Grapefruit juice may interfere with some anticancer agents.

Fruit juice can be refreshing and nutritious. Sometimes, though, certain ingredients in juice, particularly in grapefruit juice, can work against cancer therapies.

Natural doesn't always equal safe, says Mary Paine, a registered pharmacist and assistant professor at the University of North Carolina at Chapel Hill, N.C. More than 20 years ago, researchers discovered that grapefruit juice had compounds, called furanocoumarins, that could interact with certain medications.

Our bodies consider drugs as foreign substances and clear them away via enzymes called cytochromes, such as CYP3A4, which break down some oral medications, limiting the amount that reaches the bloodstream. Furanocoumarins block CYP3A4 in the intestine, preventing the enzyme from breaking down some anticancer agents. If CYP3A4 can’t work, too much medication might reach the bloodstream with potentially harmful consequences.
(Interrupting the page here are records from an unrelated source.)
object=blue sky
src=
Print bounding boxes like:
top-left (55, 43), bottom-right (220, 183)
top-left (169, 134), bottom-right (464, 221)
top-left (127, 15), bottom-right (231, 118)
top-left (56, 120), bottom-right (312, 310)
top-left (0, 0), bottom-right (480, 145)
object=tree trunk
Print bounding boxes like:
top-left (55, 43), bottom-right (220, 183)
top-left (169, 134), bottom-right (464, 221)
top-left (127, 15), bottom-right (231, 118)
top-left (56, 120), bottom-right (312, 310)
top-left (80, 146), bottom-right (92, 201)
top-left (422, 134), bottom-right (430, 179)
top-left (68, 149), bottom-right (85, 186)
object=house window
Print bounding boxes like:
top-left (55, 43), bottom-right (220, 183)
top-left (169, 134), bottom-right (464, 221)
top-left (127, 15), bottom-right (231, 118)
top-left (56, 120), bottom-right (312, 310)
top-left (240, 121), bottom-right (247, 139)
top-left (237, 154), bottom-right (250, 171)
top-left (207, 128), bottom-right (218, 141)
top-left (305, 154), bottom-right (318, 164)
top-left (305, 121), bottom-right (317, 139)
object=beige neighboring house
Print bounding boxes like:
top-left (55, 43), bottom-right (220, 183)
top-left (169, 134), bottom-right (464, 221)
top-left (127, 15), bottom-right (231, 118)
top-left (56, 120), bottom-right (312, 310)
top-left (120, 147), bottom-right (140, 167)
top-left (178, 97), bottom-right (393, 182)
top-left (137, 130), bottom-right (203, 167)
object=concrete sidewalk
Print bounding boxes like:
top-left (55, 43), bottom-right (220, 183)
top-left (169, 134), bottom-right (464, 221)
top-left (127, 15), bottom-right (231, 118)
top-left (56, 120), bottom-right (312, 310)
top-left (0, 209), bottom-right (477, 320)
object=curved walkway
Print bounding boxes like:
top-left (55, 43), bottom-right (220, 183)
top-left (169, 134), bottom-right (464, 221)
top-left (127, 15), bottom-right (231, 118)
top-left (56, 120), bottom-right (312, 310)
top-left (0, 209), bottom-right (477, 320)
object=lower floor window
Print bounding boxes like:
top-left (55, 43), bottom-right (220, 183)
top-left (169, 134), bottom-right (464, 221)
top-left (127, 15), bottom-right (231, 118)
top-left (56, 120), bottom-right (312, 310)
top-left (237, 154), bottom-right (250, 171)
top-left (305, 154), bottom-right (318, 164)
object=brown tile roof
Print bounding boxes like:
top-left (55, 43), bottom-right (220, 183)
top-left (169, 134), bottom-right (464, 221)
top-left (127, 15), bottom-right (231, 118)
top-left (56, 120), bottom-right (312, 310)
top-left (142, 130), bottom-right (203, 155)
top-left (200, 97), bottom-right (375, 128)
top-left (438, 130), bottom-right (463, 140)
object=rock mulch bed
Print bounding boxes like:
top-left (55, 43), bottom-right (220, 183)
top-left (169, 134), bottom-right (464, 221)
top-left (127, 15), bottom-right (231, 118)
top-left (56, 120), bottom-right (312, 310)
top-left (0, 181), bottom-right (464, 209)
High levels of a class of anticancer drugs (tyrosine kinase inhibitors) have the possibility to cause a heart rhythm so erratic that blood can no longer be pumped effectively to the body, causing cardiac arrest in some cases.

In addition to grapefruit juice, furanocoumarins can be found in pomelos (a cousin of grapefruits), limes and Seville oranges, which are used to make marmalade. David Bailey, a clinical pharmacologist at the Lawson Health Research Institute and professor emeritus at Western University in Ontario, Canada, discovered this interaction and emphasizes the need for education by a healthcare provider, such as a pharmacist or physician, before patients take a medication that interacts with grapefruit juice or foods that contain furanocoumarins.
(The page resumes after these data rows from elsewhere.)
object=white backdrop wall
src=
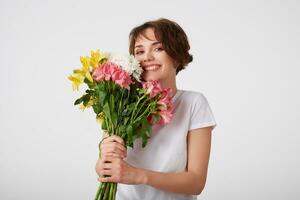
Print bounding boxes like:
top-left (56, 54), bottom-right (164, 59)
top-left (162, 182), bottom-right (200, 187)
top-left (0, 0), bottom-right (300, 200)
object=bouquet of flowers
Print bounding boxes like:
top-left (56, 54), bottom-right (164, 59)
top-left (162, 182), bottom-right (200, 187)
top-left (68, 50), bottom-right (173, 200)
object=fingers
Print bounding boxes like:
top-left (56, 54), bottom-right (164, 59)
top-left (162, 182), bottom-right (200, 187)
top-left (100, 135), bottom-right (127, 158)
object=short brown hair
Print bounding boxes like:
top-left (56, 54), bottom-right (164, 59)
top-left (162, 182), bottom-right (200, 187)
top-left (129, 18), bottom-right (193, 74)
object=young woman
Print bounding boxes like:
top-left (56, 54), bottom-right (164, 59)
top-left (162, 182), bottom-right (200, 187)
top-left (96, 19), bottom-right (216, 200)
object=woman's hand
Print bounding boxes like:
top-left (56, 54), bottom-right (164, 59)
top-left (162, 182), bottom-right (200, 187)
top-left (96, 156), bottom-right (144, 184)
top-left (95, 135), bottom-right (143, 184)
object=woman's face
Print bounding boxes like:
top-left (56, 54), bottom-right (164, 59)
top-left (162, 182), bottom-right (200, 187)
top-left (134, 28), bottom-right (176, 82)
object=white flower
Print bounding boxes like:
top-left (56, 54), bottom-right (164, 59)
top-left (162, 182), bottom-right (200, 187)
top-left (109, 54), bottom-right (143, 81)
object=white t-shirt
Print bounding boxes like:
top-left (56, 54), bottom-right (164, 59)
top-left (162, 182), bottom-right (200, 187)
top-left (116, 90), bottom-right (216, 200)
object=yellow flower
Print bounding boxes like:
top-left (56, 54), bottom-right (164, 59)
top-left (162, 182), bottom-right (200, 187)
top-left (68, 70), bottom-right (84, 91)
top-left (80, 56), bottom-right (93, 82)
top-left (79, 99), bottom-right (94, 111)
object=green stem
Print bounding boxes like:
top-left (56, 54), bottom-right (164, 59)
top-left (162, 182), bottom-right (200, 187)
top-left (133, 104), bottom-right (151, 124)
top-left (130, 94), bottom-right (147, 124)
top-left (101, 182), bottom-right (110, 200)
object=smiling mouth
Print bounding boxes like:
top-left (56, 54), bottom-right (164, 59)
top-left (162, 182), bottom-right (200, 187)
top-left (143, 65), bottom-right (160, 71)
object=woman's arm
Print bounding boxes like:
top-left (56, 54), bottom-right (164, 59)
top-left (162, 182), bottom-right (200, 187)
top-left (97, 127), bottom-right (211, 195)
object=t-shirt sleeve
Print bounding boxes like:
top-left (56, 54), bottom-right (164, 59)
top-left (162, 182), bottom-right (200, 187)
top-left (189, 93), bottom-right (217, 130)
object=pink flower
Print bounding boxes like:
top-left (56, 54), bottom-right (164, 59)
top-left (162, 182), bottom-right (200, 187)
top-left (112, 69), bottom-right (132, 89)
top-left (142, 80), bottom-right (162, 98)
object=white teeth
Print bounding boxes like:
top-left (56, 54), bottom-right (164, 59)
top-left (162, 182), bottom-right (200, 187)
top-left (145, 65), bottom-right (159, 71)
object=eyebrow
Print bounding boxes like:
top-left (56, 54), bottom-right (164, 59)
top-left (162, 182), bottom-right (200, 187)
top-left (134, 42), bottom-right (161, 48)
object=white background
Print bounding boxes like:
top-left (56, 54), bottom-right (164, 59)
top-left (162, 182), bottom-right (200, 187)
top-left (0, 0), bottom-right (300, 200)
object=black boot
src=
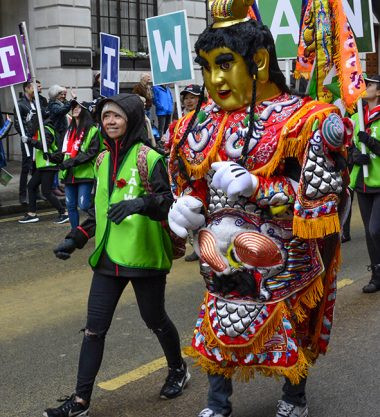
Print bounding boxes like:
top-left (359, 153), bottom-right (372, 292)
top-left (363, 264), bottom-right (380, 294)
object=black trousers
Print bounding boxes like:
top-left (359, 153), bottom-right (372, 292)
top-left (28, 169), bottom-right (65, 214)
top-left (357, 192), bottom-right (380, 265)
top-left (19, 141), bottom-right (33, 199)
top-left (75, 271), bottom-right (182, 401)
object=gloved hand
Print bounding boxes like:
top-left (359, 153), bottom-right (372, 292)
top-left (358, 132), bottom-right (371, 145)
top-left (211, 161), bottom-right (258, 200)
top-left (49, 151), bottom-right (63, 164)
top-left (21, 136), bottom-right (32, 143)
top-left (168, 195), bottom-right (205, 239)
top-left (352, 150), bottom-right (371, 165)
top-left (53, 238), bottom-right (77, 261)
top-left (58, 159), bottom-right (74, 171)
top-left (108, 198), bottom-right (144, 224)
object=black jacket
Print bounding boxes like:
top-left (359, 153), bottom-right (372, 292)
top-left (67, 94), bottom-right (173, 277)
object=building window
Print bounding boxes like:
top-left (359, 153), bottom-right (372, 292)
top-left (91, 0), bottom-right (157, 54)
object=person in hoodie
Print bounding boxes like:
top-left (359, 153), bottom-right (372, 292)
top-left (350, 75), bottom-right (380, 293)
top-left (43, 94), bottom-right (190, 417)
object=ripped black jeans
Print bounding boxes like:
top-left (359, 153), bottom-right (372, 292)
top-left (75, 271), bottom-right (182, 401)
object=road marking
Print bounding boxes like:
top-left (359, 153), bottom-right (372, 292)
top-left (98, 278), bottom-right (354, 391)
top-left (0, 211), bottom-right (57, 223)
top-left (98, 352), bottom-right (187, 391)
top-left (337, 278), bottom-right (354, 290)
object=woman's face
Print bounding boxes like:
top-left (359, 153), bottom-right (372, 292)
top-left (183, 93), bottom-right (199, 111)
top-left (103, 111), bottom-right (128, 140)
top-left (73, 104), bottom-right (82, 118)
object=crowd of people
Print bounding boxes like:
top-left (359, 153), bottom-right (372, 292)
top-left (0, 5), bottom-right (380, 417)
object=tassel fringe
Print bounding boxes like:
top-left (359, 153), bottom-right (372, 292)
top-left (293, 213), bottom-right (340, 239)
Anticancer agents that could react negatively with grapefruit juice include: Xalkori (crizotinib), Sprycel (dasatinib), Tarceva (erlotinib), Afinitor (everolimus), Gleevec (imatinib), Tykerb (lapatinib), Tasigna (nilotinib), Votrient (pazopanib) and Sutent (sunitinib). Additional drugs that are being studied include cyclophosphamide, Nexavar (sorafenib), Capresla (vandetanib) and Zelboraf (vemurafenib).
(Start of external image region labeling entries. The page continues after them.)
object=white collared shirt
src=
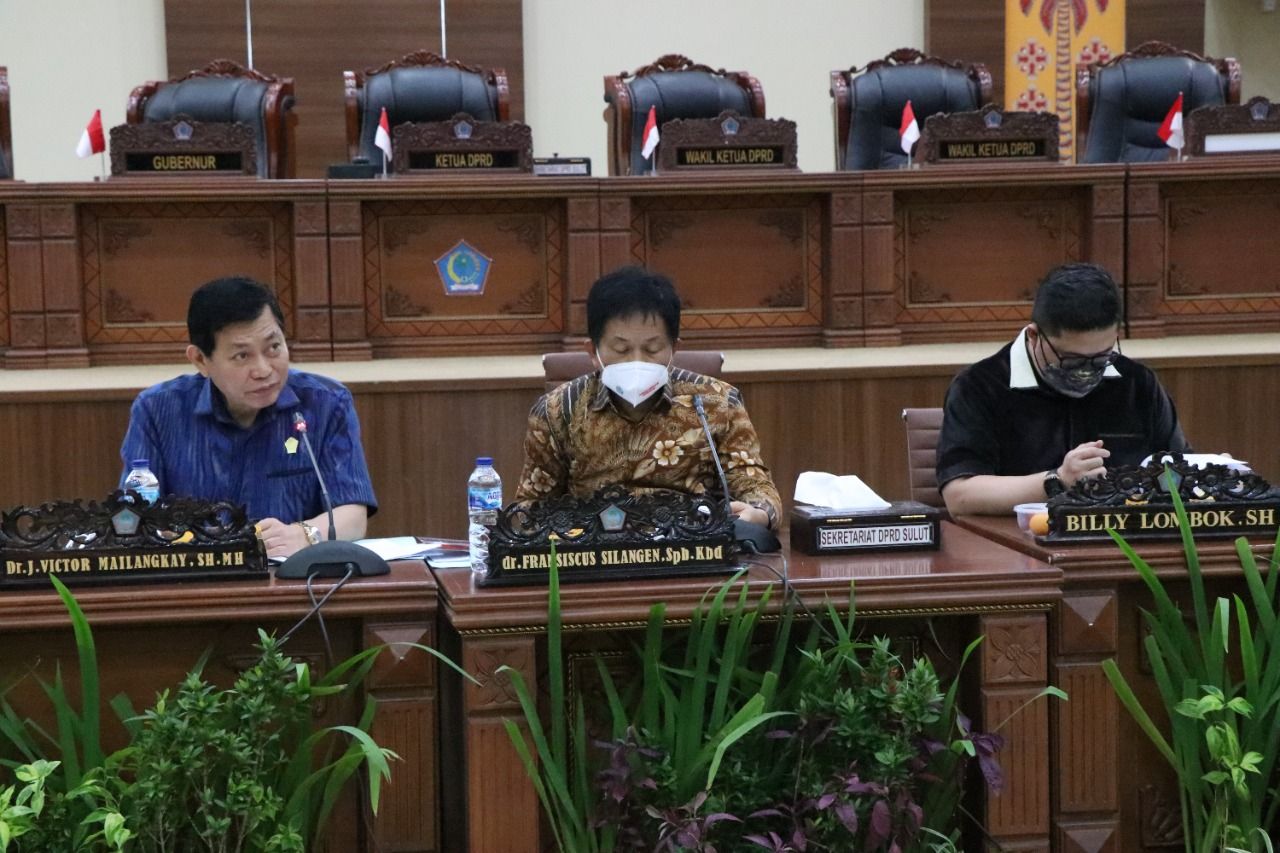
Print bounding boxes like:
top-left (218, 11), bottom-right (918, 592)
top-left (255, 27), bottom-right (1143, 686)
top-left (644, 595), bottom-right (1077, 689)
top-left (1009, 327), bottom-right (1120, 388)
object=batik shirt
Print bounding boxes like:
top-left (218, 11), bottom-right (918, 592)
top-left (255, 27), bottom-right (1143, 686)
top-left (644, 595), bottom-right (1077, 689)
top-left (516, 368), bottom-right (782, 528)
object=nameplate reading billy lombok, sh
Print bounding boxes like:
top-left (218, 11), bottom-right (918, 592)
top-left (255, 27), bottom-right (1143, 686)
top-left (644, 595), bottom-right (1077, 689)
top-left (0, 492), bottom-right (266, 589)
top-left (477, 487), bottom-right (735, 585)
top-left (1038, 453), bottom-right (1280, 542)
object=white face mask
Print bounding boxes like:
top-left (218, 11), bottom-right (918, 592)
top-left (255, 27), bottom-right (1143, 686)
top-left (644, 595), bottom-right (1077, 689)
top-left (600, 361), bottom-right (667, 406)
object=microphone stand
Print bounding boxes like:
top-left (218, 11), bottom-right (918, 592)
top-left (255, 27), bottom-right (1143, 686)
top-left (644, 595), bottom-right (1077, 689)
top-left (694, 394), bottom-right (782, 553)
top-left (275, 411), bottom-right (392, 578)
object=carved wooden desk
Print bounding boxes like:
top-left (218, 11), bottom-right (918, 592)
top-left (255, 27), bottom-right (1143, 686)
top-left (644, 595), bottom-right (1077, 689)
top-left (0, 562), bottom-right (442, 853)
top-left (436, 524), bottom-right (1061, 853)
top-left (956, 516), bottom-right (1270, 853)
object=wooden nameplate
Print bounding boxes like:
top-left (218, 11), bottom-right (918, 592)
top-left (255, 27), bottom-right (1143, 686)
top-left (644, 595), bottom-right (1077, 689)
top-left (791, 501), bottom-right (942, 556)
top-left (1037, 453), bottom-right (1280, 542)
top-left (0, 492), bottom-right (268, 589)
top-left (658, 110), bottom-right (796, 172)
top-left (111, 115), bottom-right (257, 177)
top-left (476, 487), bottom-right (736, 587)
top-left (916, 104), bottom-right (1059, 164)
top-left (392, 113), bottom-right (534, 175)
top-left (1187, 97), bottom-right (1280, 158)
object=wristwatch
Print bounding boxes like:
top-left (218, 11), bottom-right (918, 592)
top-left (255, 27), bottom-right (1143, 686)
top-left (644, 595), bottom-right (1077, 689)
top-left (298, 521), bottom-right (320, 544)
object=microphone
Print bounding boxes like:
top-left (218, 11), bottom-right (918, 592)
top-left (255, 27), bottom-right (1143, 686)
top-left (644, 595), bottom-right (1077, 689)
top-left (293, 411), bottom-right (338, 539)
top-left (694, 394), bottom-right (733, 515)
top-left (275, 411), bottom-right (392, 578)
top-left (694, 394), bottom-right (782, 553)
There could be an upside to such interactions, however. One group of researchers is examining how to turn the negative action of grapefruit juice into a positive one by mixing grapefruit juice with susceptible anticancer agents, deliberately raising the blood levels of the drug. With more of the drug absorbed from one pill, the dose could be lowered and still be effective.

Taking less medication could ease gastrointestinal side effects and could potentially be less expensive, says Ezra Cohen, a cancer specialist at the University of Chicago. Cohen’s team recently published preliminary results of such an effort in Clinical Cancer Research. In the study, one group of people with incurable cancer drank a glass of grapefruit juice with Rapamune (sirolimus), an oral medication approved by the Food and Drug Administration to prevent rejection of organ transplantations. (The drug is not approved for cancer treatment.) The grapefruit juice boosted blood levels of Rapamune by 350 percent. Cohen’s group is working to extend their findings to larger trials.

It is not that grapefruit and related fruits or interacting drugs are bad. It's all about the circumstances of use.

But Bailey and Paine express concern that mixing grapefruit juice in such a manner would likely make blood levels of anticancer agents unpredictable, and there’s currently no simple test to forecast the intended response beforehand.

"It is not that grapefruit and related fruits or interacting drugs are bad," Bailey says. "It's all about the circumstances of use. Although these adverse interactions may occur in low frequency in the patient population, which we don’t currently know, the consequences [can be] dire and easily preventable. Caution is by far the wisest approach."